The Bellies: delightful film about human greed and avarice, and how materialistic societies eat themselves

Philippe Grammaticopoulos, “The Bellies / Les Ventres” (2009)

Delightful short film inspired in part by Rene Laloux’s animated work, “The Bellies” features a simple story about human avarice and arrogance in controlling nature, and how eventually nature and unacknowledged guilt prevail over greed and materialism. An unnamed gentleman, gross and piggy-eyed, gorges on snails for lunch at a restaurant; his fellow diners, all much the same as he is, eat the same meal in a bizarre co-ordinated Mexican-wave mass action.
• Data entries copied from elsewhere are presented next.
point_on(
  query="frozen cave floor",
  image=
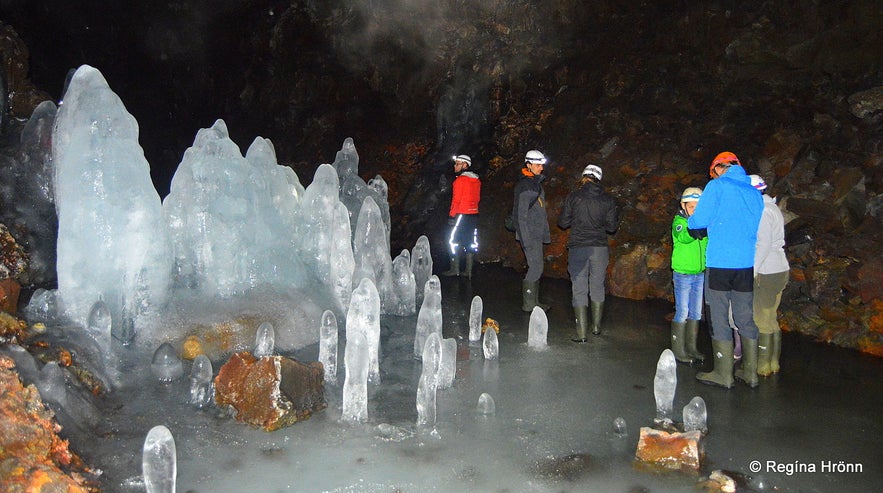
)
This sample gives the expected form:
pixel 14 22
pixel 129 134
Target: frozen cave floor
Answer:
pixel 553 426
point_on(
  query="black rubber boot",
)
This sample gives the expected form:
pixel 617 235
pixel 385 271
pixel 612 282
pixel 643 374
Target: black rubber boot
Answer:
pixel 582 323
pixel 597 312
pixel 747 372
pixel 722 373
pixel 677 342
pixel 691 335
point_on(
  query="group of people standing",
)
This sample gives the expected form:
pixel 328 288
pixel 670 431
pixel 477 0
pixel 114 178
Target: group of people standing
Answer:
pixel 727 252
pixel 728 247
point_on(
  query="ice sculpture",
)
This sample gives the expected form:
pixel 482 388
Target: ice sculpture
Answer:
pixel 475 315
pixel 665 383
pixel 355 384
pixel 429 318
pixel 447 367
pixel 421 266
pixel 201 383
pixel 490 345
pixel 537 329
pixel 695 415
pixel 328 346
pixel 159 461
pixel 95 148
pixel 428 385
pixel 265 341
pixel 166 365
pixel 404 286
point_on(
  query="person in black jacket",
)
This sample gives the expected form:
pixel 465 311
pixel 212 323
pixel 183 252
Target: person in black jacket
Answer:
pixel 531 226
pixel 592 214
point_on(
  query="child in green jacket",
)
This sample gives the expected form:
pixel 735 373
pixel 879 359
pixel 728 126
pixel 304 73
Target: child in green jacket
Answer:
pixel 688 266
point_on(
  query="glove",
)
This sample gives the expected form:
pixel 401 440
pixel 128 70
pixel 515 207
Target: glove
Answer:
pixel 698 233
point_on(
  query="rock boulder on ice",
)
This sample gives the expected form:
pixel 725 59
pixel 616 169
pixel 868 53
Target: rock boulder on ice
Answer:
pixel 271 392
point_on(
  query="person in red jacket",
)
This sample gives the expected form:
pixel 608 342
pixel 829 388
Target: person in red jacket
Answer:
pixel 463 216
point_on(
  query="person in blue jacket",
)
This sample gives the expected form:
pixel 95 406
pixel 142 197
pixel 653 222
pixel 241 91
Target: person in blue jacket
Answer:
pixel 730 210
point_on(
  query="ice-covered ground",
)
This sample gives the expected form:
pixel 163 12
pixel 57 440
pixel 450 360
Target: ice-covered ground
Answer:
pixel 552 429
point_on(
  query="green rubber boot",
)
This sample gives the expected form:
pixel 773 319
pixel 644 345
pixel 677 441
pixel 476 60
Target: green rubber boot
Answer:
pixel 691 334
pixel 747 372
pixel 455 267
pixel 582 323
pixel 764 354
pixel 776 352
pixel 597 312
pixel 722 373
pixel 677 342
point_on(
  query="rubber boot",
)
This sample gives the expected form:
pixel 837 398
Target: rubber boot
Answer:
pixel 764 353
pixel 747 372
pixel 776 352
pixel 544 306
pixel 528 295
pixel 677 342
pixel 582 323
pixel 722 373
pixel 737 349
pixel 455 267
pixel 597 312
pixel 691 334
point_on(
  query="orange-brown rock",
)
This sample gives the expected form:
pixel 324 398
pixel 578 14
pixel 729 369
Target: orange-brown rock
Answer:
pixel 33 458
pixel 271 392
pixel 677 451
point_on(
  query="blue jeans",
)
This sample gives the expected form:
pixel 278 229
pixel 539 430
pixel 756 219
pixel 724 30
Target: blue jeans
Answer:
pixel 688 296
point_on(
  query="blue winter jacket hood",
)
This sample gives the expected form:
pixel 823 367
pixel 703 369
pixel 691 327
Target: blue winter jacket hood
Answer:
pixel 730 208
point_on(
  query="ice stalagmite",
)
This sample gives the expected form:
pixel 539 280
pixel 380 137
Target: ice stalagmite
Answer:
pixel 328 346
pixel 404 286
pixel 265 341
pixel 112 237
pixel 447 367
pixel 364 317
pixel 201 383
pixel 475 314
pixel 99 324
pixel 429 319
pixel 490 344
pixel 324 235
pixel 421 266
pixel 159 461
pixel 537 329
pixel 355 384
pixel 166 365
pixel 372 254
pixel 664 384
pixel 428 385
pixel 486 404
pixel 695 415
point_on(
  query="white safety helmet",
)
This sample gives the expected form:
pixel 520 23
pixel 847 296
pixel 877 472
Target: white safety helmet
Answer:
pixel 593 170
pixel 691 194
pixel 757 182
pixel 535 157
pixel 463 157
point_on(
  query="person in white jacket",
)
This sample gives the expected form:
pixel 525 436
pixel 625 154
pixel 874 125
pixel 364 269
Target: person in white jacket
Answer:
pixel 771 273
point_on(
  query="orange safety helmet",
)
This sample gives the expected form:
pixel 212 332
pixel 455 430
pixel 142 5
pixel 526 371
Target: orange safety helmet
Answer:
pixel 727 158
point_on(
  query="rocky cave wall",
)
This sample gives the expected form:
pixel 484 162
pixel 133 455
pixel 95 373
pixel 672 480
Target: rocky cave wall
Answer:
pixel 650 91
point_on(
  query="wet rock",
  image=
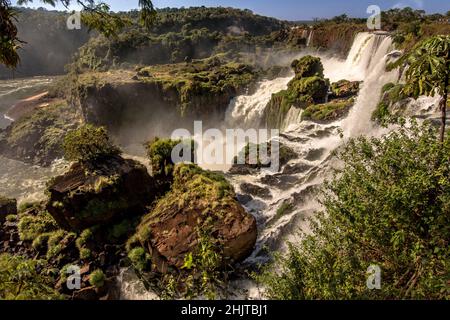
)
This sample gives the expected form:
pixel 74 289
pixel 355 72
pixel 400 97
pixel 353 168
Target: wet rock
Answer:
pixel 296 168
pixel 315 154
pixel 198 200
pixel 7 207
pixel 344 89
pixel 255 190
pixel 244 198
pixel 84 197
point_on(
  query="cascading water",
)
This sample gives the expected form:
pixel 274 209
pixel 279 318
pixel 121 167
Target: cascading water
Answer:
pixel 310 38
pixel 246 111
pixel 313 143
pixel 297 183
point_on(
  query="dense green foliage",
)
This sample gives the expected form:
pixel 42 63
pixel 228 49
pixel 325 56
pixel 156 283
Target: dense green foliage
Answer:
pixel 179 35
pixel 25 279
pixel 159 151
pixel 307 88
pixel 428 72
pixel 328 111
pixel 388 206
pixel 95 15
pixel 89 144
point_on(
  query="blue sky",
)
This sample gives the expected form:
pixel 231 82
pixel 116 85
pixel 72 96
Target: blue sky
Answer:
pixel 291 9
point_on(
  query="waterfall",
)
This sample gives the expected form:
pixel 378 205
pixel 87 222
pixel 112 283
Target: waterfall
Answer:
pixel 310 37
pixel 359 119
pixel 246 111
pixel 313 144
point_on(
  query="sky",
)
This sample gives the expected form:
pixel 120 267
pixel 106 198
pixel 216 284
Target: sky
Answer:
pixel 288 9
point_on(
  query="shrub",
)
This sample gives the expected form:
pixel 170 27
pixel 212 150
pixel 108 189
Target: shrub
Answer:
pixel 25 279
pixel 140 260
pixel 388 206
pixel 97 278
pixel 159 151
pixel 89 144
pixel 30 227
pixel 308 66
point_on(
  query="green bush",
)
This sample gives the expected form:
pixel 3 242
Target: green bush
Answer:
pixel 308 66
pixel 25 279
pixel 159 151
pixel 97 278
pixel 140 259
pixel 389 206
pixel 89 144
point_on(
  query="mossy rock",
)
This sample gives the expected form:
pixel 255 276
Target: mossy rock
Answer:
pixel 37 137
pixel 308 66
pixel 198 199
pixel 8 207
pixel 252 158
pixel 84 196
pixel 344 89
pixel 329 111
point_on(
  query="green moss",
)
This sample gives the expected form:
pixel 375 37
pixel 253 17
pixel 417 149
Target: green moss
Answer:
pixel 121 230
pixel 327 112
pixel 30 227
pixel 307 88
pixel 84 237
pixel 11 218
pixel 140 259
pixel 38 136
pixel 85 253
pixel 97 278
pixel 308 66
pixel 40 242
pixel 57 242
pixel 26 279
pixel 89 144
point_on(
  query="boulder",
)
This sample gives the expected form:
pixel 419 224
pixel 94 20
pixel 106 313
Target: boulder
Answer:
pixel 7 207
pixel 85 196
pixel 344 89
pixel 263 193
pixel 199 200
pixel 308 66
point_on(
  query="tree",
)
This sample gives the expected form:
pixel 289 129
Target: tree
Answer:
pixel 428 72
pixel 89 144
pixel 96 16
pixel 388 206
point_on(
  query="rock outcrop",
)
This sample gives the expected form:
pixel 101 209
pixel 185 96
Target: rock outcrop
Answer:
pixel 7 207
pixel 36 137
pixel 113 190
pixel 344 89
pixel 199 200
pixel 307 88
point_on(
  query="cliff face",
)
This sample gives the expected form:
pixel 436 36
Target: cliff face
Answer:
pixel 336 38
pixel 156 100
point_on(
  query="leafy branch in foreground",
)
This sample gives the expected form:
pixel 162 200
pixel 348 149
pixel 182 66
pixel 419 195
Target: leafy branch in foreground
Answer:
pixel 428 72
pixel 388 206
pixel 95 15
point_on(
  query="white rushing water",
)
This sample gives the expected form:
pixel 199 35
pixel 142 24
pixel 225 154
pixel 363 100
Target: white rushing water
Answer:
pixel 295 184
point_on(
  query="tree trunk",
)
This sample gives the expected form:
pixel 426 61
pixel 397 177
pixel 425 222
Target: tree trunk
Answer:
pixel 444 110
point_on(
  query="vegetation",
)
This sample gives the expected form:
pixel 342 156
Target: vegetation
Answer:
pixel 307 88
pixel 388 206
pixel 25 279
pixel 37 137
pixel 328 111
pixel 428 72
pixel 89 144
pixel 94 15
pixel 97 278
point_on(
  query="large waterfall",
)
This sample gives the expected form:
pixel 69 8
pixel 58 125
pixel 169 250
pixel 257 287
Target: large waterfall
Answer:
pixel 296 185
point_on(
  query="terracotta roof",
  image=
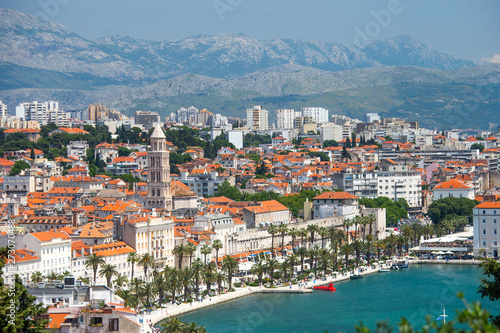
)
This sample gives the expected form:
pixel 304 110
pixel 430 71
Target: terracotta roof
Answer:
pixel 488 204
pixel 335 196
pixel 46 236
pixel 267 206
pixel 451 184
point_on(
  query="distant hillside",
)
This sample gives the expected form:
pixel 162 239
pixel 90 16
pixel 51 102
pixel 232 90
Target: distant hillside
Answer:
pixel 228 73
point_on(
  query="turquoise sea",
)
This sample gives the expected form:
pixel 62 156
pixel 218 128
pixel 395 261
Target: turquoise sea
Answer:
pixel 413 293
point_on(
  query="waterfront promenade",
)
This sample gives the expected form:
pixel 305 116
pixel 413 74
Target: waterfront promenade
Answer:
pixel 177 310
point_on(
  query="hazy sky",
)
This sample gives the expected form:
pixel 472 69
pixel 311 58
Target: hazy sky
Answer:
pixel 464 28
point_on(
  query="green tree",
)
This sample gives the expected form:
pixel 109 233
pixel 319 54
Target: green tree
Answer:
pixel 491 288
pixel 108 271
pixel 230 266
pixel 25 316
pixel 94 261
pixel 18 167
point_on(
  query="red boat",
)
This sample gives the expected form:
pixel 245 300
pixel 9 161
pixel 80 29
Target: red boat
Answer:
pixel 330 287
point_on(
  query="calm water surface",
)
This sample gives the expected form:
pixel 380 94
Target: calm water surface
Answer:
pixel 412 293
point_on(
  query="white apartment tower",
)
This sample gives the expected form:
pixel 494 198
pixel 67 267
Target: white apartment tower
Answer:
pixel 158 185
pixel 3 110
pixel 285 117
pixel 44 113
pixel 320 115
pixel 257 118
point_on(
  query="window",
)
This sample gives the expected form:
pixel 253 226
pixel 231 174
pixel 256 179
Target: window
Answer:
pixel 95 321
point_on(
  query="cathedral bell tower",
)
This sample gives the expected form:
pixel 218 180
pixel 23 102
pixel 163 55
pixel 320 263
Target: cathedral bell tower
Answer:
pixel 159 195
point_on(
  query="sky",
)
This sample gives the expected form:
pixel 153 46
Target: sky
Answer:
pixel 464 28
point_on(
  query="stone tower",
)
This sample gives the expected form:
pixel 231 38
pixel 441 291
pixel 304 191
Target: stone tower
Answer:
pixel 159 196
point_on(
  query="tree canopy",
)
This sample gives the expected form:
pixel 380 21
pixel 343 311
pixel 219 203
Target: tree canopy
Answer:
pixel 450 207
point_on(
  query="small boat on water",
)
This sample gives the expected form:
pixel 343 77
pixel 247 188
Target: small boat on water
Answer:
pixel 330 287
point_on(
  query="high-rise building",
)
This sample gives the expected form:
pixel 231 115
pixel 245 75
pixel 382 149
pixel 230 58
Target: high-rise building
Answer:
pixel 371 117
pixel 100 112
pixel 147 118
pixel 257 118
pixel 44 113
pixel 320 115
pixel 3 110
pixel 159 193
pixel 285 117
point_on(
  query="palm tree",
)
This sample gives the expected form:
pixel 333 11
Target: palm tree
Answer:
pixel 94 261
pixel 259 268
pixel 120 280
pixel 302 252
pixel 368 247
pixel 206 250
pixel 208 275
pixel 313 255
pixel 293 232
pixel 146 261
pixel 217 245
pixel 271 267
pixel 229 265
pixel 132 258
pixel 160 284
pixel 272 230
pixel 172 325
pixel 292 261
pixel 148 290
pixel 190 250
pixel 346 250
pixel 37 277
pixel 173 281
pixel 108 271
pixel 128 297
pixel 323 233
pixel 220 278
pixel 283 229
pixel 312 229
pixel 197 269
pixel 186 279
pixel 52 276
pixel 324 259
pixel 379 245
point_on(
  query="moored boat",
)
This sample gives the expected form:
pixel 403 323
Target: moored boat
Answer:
pixel 330 287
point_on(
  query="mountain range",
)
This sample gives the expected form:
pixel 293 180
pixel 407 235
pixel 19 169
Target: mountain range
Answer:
pixel 227 73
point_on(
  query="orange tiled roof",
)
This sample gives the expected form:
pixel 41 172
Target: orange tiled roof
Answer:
pixel 335 196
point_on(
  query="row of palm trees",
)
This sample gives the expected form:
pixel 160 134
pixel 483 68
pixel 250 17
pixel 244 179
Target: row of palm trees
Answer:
pixel 172 282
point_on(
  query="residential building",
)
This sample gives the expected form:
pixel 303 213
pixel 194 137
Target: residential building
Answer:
pixel 257 118
pixel 52 247
pixel 266 213
pixel 44 113
pixel 159 192
pixel 285 117
pixel 453 188
pixel 318 114
pixel 147 118
pixel 153 235
pixel 486 221
pixel 329 204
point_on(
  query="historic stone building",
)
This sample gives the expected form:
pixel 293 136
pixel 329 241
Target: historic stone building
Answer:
pixel 159 193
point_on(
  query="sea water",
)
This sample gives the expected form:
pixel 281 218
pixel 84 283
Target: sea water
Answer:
pixel 412 293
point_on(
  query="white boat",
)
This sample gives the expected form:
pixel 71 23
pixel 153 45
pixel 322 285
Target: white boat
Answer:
pixel 400 263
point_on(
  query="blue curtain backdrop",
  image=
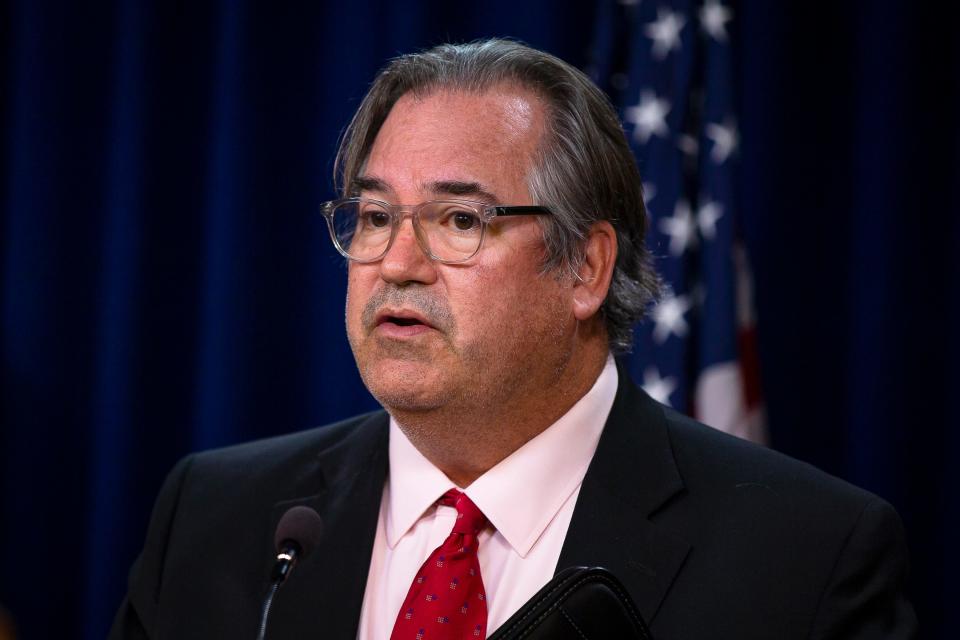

After lunch he goes back to the company laboratory where visitors await him: he explains the process by which small snails are genetically engineered to grow into ginormous gastropods for human consumption and takes his admiring guests on a tour around the facility. After the tour ends and the gentlemen sign a deal, the self-satisfied owner walks around the facility grounds where giant empty snail shells abound. On a whim, he crawls inside one such shell to assure himself he’s not hearing strange ghostly noises …

The animated figures are CGI-created while the backgrounds look as though they’ve been done with pencil and paint. Special effects are computer-generated. The figures don’t appear at all realistic but they are meant to satirise self-satisfied bourgeois conformity. There’s no speech but sprightly and playful acoustic music accompanied by sound effects emphasise mood and create, sustain and build tension. The whole cartoon has a very clean, spare look in keeping with the sanitised and conformist future society portrayed.

The last third of the film is the most surreal and really fits in with a dream-like Laloux-inspired universe: our piggy-eyed company director is forced to suffer as his factory-farmed snails have suffered and must run for his life. The film makes a point about how pursuit of materialist pleasure ends up eating you, how ultimately a culture based on gluttony will cannibalise itself. The giant fork that pursues the man turns into a creepy spider predator with a life of its own.

It’s a little slow and drags out the story in parts, especially during the graveyard scene where the company director starts thinking he’s hearing distant voices … but overall “The Bellies” is an entertaining piece with a surprisingly deep message about a future, materialistic society and how it dooms itself into extinction.